Around the world, bandwidth is in high demand, the more the better. Fiber Optics has been delivering large bandwidth to end users for the last decade. In Fiber to the Home systems (FTTH), data is delivered from central switching offices (COs) to the home via a Passive Optical Network (PON), composed of fiber cables and passive optical splitters.  In the central office, data is placed onto the fiber through a transceiver known as an Optical Line Termination (OLT), and received at the home in an Optical Network Unit (ONU). In a typical FTTH network configuration, the data from a single OLT is split into 32 separate fibers; the OLT transmits data to every ONU at the same time and the ONU uses the MAC address to tell which data to receive. But, when the ONU transmits data, only one can talk at the same time since all of the ONU data is received at the OLT. The way this works is by Time Division Multiplexing (TDM), where the ONU is assigned a time slot where it can transmit data and the OLT receives only that data. Because of the way TDM operates, the efficiency of the TDM determines the capacity of the network. That is, the longer it takes to switch from one ONU to the next, the lower the total available data. This places very stringent demands on the “dead zone” between transmission windows.  Therefore, the performance of OLT receivers is more stringent than the basic data rate would imply, since they must turn on and off very quickly as well as simply receiving data. Further, OLTs manage a very large range of signal strengths since the distance from a Central Office (CO) to subscribers homes can vary from 0 to 20 kilometers. Furthermore, a higher performance OLT transmitter can not only reduce the need for high performance ONUs, but also enable handling unexpected higher losses in the network. In turn this reduces the total network cost and it improves the network resiliency. Today NeoPhotonics is a market leader for high performance OLTs that provide high transmitter power along with best-in-class “burst mode” receiver sensitivity by utilizing proprietary burst mode trans-impedance amplifiers (TIA). NeoPhotonics further offers higher speed next-generation PON (NGPON) products including 10G/10G symmetrical ONUs for NGPON applications.

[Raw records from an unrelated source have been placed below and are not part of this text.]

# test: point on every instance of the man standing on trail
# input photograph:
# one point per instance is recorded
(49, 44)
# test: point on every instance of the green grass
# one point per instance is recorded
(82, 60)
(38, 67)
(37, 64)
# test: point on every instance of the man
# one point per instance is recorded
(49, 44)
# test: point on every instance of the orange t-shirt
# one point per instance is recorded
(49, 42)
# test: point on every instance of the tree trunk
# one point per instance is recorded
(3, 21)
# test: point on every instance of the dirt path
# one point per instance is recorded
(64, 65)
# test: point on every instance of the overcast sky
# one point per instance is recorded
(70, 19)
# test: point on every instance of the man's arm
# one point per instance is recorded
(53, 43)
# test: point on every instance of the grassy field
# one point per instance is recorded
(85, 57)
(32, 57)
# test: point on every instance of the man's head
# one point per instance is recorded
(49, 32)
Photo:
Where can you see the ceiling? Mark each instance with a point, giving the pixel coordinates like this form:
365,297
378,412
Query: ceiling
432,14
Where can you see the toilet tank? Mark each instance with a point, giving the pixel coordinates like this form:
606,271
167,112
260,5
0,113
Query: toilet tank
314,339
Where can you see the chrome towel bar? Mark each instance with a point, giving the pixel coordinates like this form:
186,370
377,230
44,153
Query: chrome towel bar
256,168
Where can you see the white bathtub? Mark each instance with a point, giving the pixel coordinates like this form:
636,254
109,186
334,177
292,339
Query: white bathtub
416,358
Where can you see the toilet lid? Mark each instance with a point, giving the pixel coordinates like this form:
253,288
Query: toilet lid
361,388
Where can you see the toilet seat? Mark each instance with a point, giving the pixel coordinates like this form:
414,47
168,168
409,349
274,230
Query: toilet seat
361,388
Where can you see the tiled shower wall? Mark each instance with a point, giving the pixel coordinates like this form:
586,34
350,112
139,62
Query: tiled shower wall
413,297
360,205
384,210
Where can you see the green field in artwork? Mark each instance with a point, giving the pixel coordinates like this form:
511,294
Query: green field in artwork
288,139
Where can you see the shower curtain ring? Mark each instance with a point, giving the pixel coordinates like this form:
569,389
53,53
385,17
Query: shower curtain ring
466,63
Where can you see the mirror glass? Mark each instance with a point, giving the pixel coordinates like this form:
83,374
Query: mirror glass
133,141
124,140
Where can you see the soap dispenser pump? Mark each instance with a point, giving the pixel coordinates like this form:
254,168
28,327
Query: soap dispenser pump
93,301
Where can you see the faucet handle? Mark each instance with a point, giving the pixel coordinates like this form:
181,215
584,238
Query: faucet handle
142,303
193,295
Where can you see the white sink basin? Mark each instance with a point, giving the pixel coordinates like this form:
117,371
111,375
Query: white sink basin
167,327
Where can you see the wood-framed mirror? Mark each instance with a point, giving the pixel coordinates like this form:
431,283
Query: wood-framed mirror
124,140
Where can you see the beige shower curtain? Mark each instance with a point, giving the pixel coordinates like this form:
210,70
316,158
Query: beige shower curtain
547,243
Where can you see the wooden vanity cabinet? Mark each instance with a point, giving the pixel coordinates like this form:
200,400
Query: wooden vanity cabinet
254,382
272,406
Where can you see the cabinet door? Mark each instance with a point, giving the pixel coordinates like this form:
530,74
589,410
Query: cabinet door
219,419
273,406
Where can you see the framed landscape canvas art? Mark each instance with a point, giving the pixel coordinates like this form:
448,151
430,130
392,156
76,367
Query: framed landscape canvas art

For the wireless back-haul and enterprise networking environment, where fibers are scarce and where it is extremely expensive to deploy new fibers to existing lines, a Bi-Directional (BiDi) transceiver offers a unique way to reduce the need for fibers by half while maintaining the same data throughput as that of a conventional transceiver. While a conventional transceiver needs a pair of fibers to transmit and receive data, a BiDi transceiver uses Wavelength Division Multiplexing (WDM) couplers to combine and separate two different wavelengths to transmit and receive data on only one fiber. Thus to work effectively, BiDi transceivers always have to work in pairs, with their WDM coupler tuned to the expected wavelength of the transmitter and receiver that they will be transmitting data from or to. Along with fiber scarcity, in wireless back haul and enterprise environments, often equipment space is limited. The port density of network equipment can be doubled by incorporating two BiDi transceivers into one SFP module using a NeoPhotonics Compact SFP (C-SFP) module. NeoPhotonics is a market leader for both BiDi transceivers and C-SFP transceivers. Offering a range of BiDi transceivers with data rate up to 10Gbps and distances or reach up to 40KM. NeoPhotonics is also a founding member of the C-SFP MSA and offers a range of C-SFP products with data rates up to 2.5Gbps and with distances or reach up to 20KM.